Common Analysis Requests

"Who's fastest at [track]?" → Find the race session_id, then query fastest laps per class (use top 50% filter)

"Who won the [event] race?" → Valid question - find the race session_id, analyze by class

"Who's fastest overall in 2025?" → ❌ INVALID - lap times aren't comparable across different tracks

"What's [driver]'s average pace?" → Must specify session_id and class, filter to bpillar_quartile IN (1, 2)

"How did [driver] do in the race?" → Get all laps for driver_id at specific session_id, show pace relative to class using bpillar quartiles

"Compare [team A] vs [team B]" → Only valid within same session_id and same class, filter to bpillar_quartile IN (1, 2)

"What was the pit strategy at Sebring?" → Filter to the Sebring race session_id, show pit_time entries per class

"How does weather affect pace at Road America?" → Choose the Road America race session_id, group by temperature within each class (top laps only)

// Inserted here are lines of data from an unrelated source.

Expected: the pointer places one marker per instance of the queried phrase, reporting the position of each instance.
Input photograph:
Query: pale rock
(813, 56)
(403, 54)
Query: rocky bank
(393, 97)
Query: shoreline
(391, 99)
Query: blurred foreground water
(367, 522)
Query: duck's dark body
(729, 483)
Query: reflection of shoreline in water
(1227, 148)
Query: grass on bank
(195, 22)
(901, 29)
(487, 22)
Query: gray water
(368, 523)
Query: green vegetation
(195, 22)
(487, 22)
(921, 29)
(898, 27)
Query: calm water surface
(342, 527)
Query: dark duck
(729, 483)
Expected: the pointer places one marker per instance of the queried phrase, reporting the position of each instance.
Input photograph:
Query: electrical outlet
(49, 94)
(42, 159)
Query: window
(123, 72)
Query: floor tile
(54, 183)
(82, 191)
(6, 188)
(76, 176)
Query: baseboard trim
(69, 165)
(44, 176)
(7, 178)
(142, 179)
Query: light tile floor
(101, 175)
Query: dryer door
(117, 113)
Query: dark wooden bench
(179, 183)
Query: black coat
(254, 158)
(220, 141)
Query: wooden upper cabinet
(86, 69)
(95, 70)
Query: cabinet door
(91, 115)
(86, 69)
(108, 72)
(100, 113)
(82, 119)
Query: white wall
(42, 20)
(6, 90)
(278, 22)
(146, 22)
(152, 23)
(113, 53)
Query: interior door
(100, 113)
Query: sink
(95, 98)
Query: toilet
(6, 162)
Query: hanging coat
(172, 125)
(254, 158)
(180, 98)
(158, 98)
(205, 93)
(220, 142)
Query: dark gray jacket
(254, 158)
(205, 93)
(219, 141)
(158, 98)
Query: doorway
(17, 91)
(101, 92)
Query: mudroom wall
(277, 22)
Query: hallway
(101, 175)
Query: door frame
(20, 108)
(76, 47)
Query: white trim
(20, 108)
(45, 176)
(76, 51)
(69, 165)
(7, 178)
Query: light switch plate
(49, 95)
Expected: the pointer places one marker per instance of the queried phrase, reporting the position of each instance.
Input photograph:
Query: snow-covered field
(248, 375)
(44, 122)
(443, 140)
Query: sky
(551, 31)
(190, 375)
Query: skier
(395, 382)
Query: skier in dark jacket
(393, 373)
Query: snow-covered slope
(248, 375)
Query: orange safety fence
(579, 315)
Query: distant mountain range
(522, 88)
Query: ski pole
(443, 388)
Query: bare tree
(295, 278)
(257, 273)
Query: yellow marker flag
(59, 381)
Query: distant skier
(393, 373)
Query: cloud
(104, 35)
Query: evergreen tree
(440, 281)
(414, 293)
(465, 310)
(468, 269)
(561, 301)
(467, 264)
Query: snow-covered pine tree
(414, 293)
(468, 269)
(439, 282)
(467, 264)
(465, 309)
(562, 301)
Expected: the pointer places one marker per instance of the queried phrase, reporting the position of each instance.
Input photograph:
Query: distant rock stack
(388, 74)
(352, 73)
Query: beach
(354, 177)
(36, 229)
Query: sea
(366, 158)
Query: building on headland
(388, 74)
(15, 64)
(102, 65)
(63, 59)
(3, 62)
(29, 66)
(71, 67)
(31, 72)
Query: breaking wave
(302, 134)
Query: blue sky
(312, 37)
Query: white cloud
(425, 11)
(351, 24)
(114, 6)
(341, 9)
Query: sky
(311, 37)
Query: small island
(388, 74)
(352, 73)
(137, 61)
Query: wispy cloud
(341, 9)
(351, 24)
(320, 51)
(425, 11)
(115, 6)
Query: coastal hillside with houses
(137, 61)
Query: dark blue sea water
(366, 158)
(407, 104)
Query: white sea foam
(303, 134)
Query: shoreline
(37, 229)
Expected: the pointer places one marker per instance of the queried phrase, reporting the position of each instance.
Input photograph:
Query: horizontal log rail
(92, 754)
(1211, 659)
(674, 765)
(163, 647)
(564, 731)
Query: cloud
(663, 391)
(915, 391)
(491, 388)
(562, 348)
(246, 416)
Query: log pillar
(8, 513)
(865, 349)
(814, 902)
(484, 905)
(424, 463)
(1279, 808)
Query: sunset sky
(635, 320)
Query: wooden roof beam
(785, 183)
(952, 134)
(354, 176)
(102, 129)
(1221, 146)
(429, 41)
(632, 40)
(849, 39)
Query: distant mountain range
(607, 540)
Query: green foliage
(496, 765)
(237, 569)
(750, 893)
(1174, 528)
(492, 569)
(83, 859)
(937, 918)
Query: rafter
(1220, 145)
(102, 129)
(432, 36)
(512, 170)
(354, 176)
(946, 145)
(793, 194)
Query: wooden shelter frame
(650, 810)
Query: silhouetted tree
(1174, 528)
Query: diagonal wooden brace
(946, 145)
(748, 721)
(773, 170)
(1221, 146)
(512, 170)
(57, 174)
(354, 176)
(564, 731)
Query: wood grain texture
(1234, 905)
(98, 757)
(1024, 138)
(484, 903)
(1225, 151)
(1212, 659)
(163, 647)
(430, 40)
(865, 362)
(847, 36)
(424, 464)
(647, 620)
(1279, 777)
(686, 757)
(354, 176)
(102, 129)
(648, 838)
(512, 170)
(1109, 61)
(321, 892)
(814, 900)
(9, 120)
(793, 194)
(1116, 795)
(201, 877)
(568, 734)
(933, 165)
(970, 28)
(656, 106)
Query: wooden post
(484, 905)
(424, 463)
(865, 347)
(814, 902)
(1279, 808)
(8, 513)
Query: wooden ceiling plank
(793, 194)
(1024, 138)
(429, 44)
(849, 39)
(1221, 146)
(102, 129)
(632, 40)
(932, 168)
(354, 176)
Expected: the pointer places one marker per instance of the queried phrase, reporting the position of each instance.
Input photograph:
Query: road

"Who's most consistent in GTP?" → Calculate CV for a specific race session_id, filtered to GTP class and top 50% laps

"Show me tire degradation for [driver]" → Use ALL laps for specific session_id to see full wear curve (exception to quartile rule)

"Best lap times for [driver]?" → Specify session_id + class, show their fastest laps using bpillar_quartile IN (1, 2)

Key Reminders

  1. 🚨 Use session_id for all lap time comparisons: Never compare across different sessions
  2. 🚨 Default to race sessions: session = 'race' unless specifically asked for practice/qualifying
  3. 🚨 Filter to BPillar laps: Use bpillar_quartile IN (1, 2) for race pace analysis
  4. Each class is independent: Analyze GTP, LMP2, GTD separately within each session
  5. Averages require single session + single class + bpillar filtering: Otherwise the number is meaningless
  6. When to use ALL laps: Stint degradation analysis, race distance simulations, or specific requests
  7. BPillar handles most filtering: No need for manual flags = 'GF' or pit lap exclusions
  8. Weather is pre-joined: Already aligned to each lap
  9. driver_id is VARCHAR: Use string values like 'tobi lutke' for filtering/joins, driver_name for display
  10. Format times for humans: Always use the format_time macro
  11. Quartile logic: Q1 = fastest 25%, Q2 = 25-50%, Q3 = 50-75%, Q4 = slowest 25%
  12. BPillar vs lap_time_driver_quartile: Use bpillar for races (intelligent filtering), lap_time_driver for practice/qualifying
  13. Output formats: Default markdown tables, use --csv flag for token efficiency with large results

Remember: The goal is actionable insights within the context of a specific race session. Always filter to session_id + class + top laps first, then analyze. Present findings clearly and suggest follow-up questions when appropriate.